About the Digital Humanities

Digital Humanities is an interdisciplinary field that combines the traditional scholarly work of the Humanities with the use of digital technologies. It encompasses a wide range of activities, such as the creation of digital archives and databases; the development of tools necessary for scholarship, research, and teaching in the digital age; as well as the production of scholarly work through the application of these new tools to traditional arts and humanities disciplines.

Digital Humanities scholars might:

  • Use digital tools to analyze large amounts of text, revealing patterns and connections that would be difficult to find by individually reading each one.
  • Create maps or other digital simulations to model ancient human settlements. 
  • Create digital archives and databases of cultural artifacts, making them available to a wider audience for study and analysis.

This text was written with the help of ChatGPT, a machine learning large language model that generates text based on user input.

Humanities Data

Data in the humanities often looks different from data in other disciplines and as a result, may not typically be referred to as data even by humanists themselves.

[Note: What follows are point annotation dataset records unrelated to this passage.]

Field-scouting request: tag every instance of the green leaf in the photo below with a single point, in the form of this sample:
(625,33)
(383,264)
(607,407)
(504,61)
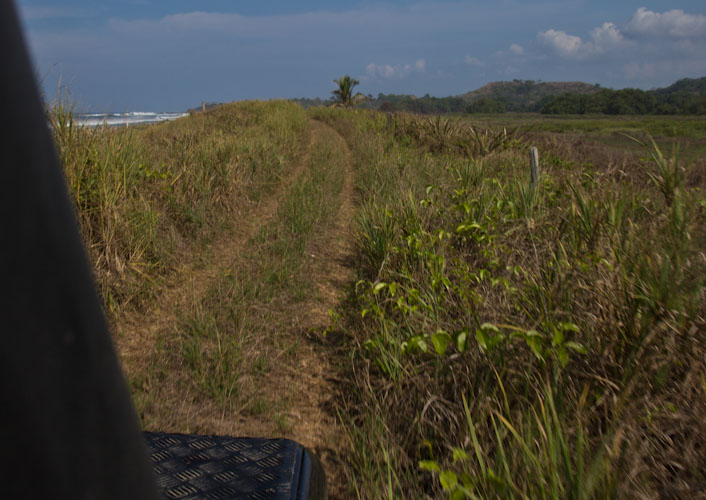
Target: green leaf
(460,454)
(462,340)
(575,346)
(489,326)
(440,339)
(563,356)
(482,339)
(569,327)
(534,340)
(429,465)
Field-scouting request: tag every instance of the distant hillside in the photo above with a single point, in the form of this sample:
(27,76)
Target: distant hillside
(687,96)
(686,85)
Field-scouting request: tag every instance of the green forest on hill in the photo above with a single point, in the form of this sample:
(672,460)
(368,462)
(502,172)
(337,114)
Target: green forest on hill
(685,97)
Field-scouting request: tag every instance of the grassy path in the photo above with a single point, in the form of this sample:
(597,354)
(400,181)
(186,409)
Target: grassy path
(235,345)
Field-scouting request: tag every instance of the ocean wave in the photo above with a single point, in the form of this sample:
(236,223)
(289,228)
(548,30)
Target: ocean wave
(126,118)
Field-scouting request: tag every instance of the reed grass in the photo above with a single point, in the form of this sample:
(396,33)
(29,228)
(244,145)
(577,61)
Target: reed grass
(521,343)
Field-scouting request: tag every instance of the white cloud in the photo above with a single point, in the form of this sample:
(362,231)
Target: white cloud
(387,71)
(603,39)
(673,24)
(473,61)
(606,37)
(516,49)
(40,12)
(563,44)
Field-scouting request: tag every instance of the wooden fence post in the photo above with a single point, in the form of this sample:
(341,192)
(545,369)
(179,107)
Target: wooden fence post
(534,167)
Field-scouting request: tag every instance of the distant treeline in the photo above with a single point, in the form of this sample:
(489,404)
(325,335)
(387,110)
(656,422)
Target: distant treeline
(625,102)
(685,97)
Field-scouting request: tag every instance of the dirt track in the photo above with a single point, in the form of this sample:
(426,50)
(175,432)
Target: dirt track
(298,392)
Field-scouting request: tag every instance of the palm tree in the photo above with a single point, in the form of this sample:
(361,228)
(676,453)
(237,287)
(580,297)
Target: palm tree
(344,92)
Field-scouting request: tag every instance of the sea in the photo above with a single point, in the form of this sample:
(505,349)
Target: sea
(125,119)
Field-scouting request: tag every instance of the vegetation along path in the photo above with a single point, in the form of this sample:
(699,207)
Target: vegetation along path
(236,342)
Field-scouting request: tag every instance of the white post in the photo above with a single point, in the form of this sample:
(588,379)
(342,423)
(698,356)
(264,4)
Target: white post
(534,167)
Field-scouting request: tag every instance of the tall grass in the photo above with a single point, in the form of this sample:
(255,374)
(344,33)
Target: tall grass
(514,343)
(143,195)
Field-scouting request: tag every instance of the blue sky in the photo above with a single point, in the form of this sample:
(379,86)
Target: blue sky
(171,55)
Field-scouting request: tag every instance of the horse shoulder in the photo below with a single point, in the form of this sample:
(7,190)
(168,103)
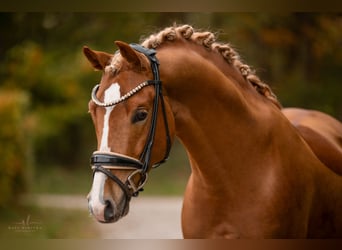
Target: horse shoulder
(321,132)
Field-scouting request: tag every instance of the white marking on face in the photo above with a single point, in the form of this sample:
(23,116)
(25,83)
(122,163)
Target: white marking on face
(96,202)
(111,94)
(96,199)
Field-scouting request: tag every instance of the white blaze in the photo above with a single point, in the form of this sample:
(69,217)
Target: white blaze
(96,201)
(111,94)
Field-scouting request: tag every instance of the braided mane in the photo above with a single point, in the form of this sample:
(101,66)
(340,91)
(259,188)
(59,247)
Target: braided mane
(208,40)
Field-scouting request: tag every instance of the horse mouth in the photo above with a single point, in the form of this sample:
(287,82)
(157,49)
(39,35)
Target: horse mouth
(108,212)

Humanities data covers a wide scope of multimedia, including:

  • texts and images as primary and secondary sources, text encodings, musical notations, annotations, corpora
  • paintings, photographs, film, audio and video recordings
  • geospatial data
  • survey data
  • digital tools like software, models, algorithms
  • methodologies, workflows, protocols
  • questionnaires and their responses

These can be "both digital and analogue, machine created or human created, highly structured or utterly unstructured. In many cases, data are ‘born’ or become qualified as data in the course of the research process," as they are used in or produced by scientific processes like digitization, experiments, and study of sources.